Gai SVM weird Accuracy scores

Question

Gai SVM weird Accuracy scores

loretoparisi opened this issue 6 years ago · comments

I'm using the High Level Audio feature extraction plus Gaia classifiers, so using the built-in SVM classifiers. I'm getting weird results for my audio dataset, for the different classifications like voice_instrumental, etc. I'm not sure if this is due to the audio input format.

This is how my audio stream looks like from ffmpeg

{
              "index": 0,
              "codec_name": "mp3",
              "codec_long_name": "MP3 (MPEG audio layer 3)",
              "codec_type": "audio",
              "codec_time_base": "1/44100",
              "codec_tag_string": "[0][0][0][0]",
              "codec_tag": "0x0000",
              "sample_fmt": "fltp",
              "sample_rate": "44100",
              "channels": 2,
              "channel_layout": "stereo",
              "bits_per_sample": 0,
              "r_frame_rate": "0/0",
              "avg_frame_rate": "0/0",
              "time_base": "1/14112000",
              "start_pts": 353600,
              "start_time": "0.025057",
              "duration_ts": 3707412480,
              "duration": "262.713469",
              "bit_rate": "128000"
              "tags": {
                "encoder": "Lavc58.18"
              }
            }

Dmitry Bogdanov · Answer 1 · Fri Aug 03 2018 19:54:00 GMT+0800 (China Standard Time)

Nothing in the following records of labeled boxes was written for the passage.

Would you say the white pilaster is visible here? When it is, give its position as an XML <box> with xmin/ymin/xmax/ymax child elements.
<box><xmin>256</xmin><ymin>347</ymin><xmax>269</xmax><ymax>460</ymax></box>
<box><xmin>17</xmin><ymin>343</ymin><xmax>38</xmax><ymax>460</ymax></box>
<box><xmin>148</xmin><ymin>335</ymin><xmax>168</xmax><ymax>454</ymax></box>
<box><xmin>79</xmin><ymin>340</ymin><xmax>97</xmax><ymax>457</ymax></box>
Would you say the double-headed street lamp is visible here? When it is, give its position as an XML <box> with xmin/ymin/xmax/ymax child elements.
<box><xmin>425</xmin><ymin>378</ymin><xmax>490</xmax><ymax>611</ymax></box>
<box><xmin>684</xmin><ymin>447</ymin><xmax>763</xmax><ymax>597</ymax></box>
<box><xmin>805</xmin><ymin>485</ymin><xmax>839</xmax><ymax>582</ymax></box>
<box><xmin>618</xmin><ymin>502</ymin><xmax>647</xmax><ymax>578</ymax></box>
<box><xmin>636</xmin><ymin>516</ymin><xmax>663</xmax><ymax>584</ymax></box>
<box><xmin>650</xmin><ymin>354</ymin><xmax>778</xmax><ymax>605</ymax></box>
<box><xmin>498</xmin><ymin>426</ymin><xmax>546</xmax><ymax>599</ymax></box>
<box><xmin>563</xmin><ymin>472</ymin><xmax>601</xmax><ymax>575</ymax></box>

Can you give more details? What exactly is weird in the results? You can see the expected accuracy of the models here: http://acousticbrainz.org/datasets/accuracy

Loreto Parisi · Answer 2 · Fri Aug 03 2018 20:28:51 GMT+0800 (China Standard Time)

@dbogdanov hello! So an example is that for non english songs, in most of cases, I often get a instrumental value at very high accuracy (>0.9), while the track is not instrumental. That is way my wonder was if I'm wrong with the input file format.

Dmitry Bogdanov · Answer 3 · Mon Apr 01 2019 22:17:24 GMT+0800 (China Standard Time)

Can't say for sure, but this may be the case of the robustness issues, or that the dataset we trained isn't covering non-english vocal music well enough.